The technique will expedite efforts to develop and characterize materials for use in extreme environments.
“Until now, you could look at a material’s structure before exposing it to heat or load, then apply heat and load until it broke, followed by a microstructural observation. That means you’d only know what it looked like before and after loading and heating,” says Afsaneh Rabiei, corresponding author of a paper on the work and a professor of mechanical and aerospace engineering at North Carolina State University.
“Our technique, which is called in situ scanning electron microscopy heating and loading, allows us to see the microscopic changes taking place throughout the process. You can see how cracks form and grow, or how microstructure transforms during the failure process. This is extremely valuable for understanding a material’s characteristics and its behavior under different conditions of loading and heating.”
Rabiei developed the in situ scanning electron microscopy (SEM) technique for high temperatures and load (tension) as a means of conducting high throughput assessments of the behavior of advanced materials. The goal was to be able to predict how a material responds under a variety of heating and loading conditions.
The instrument developed can capture SEM images at temperatures as high as 1,000°C and at stresses as high as two gigapascal – which is equivalent to 290,075 pounds per square inch.
For their recent demonstration of the technique’s potential researchers conducted creep-fatigue testing on a stainless steel alloy called alloy 709.
“Creep-fatigue testing involves exposing materials to high heat and repeated, extended loads, which helps us understand how structures will perform when placed under loads in extreme environments,” Rabiei said. “That is clearly important for applications which are designed to operate for decades.”
“In situ SEM allowed us to track the microscopic development of cracks in the material and the evolution of the microstructure during the creep-fatigue testing,” Rabiei said. “We were then able to use these data to model what alloy 709’s behavior would be over years of use, for example in a nuclear reactor. And alloy 709 outperformed 316 stainless steel, which is what’s currently used in many reactors.

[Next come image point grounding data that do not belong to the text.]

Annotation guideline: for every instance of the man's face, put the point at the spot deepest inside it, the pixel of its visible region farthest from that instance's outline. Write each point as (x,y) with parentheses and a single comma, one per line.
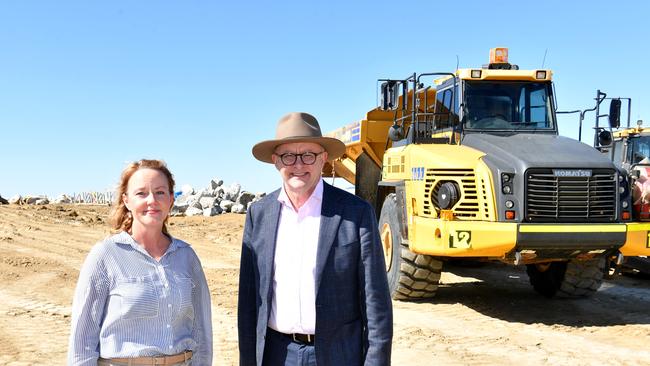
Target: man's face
(300,178)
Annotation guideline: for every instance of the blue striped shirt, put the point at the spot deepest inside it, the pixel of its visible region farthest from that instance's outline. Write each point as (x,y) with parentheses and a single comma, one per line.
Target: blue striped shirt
(127,304)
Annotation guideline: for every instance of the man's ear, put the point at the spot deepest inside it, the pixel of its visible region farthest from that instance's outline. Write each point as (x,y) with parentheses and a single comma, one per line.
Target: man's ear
(276,161)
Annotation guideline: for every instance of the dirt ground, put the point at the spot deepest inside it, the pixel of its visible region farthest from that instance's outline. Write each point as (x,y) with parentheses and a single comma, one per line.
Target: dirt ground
(487,315)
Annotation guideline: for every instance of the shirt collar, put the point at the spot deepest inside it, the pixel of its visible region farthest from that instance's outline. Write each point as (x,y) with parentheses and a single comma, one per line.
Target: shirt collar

“That’s good news, but what is most exciting here is the methodology we used. For example, our in situ SEM technique allowed us to witness the role that micro-structural details called twin boundaries play in controlling crack growth in alloy 709.
“Our observations showed that when a crack reaches such twin boundaries in alloy 709, it redirects itself and takes a detour. This detouring effect delays crack growth, improving the material’s strength. Without our in situ SEM heating and loading technology, such observations could not be possible.
“Moreover, using this technique, we only need small specimens and can generate data that normally take years to generate. As such we are saving both time and the amount of material used to evaluate the material’s properties and analyze its failure process.
“The ability to capture insights like these is a significant advance for research into any number of new, high-performance materials, particularly those that are designed to perform in extreme environments,” Rabiei said.
The paper, “Performance of alloy 709 under creep-fatigue at various dwell times,” has been published in the journal Materials Science and Engineering: A.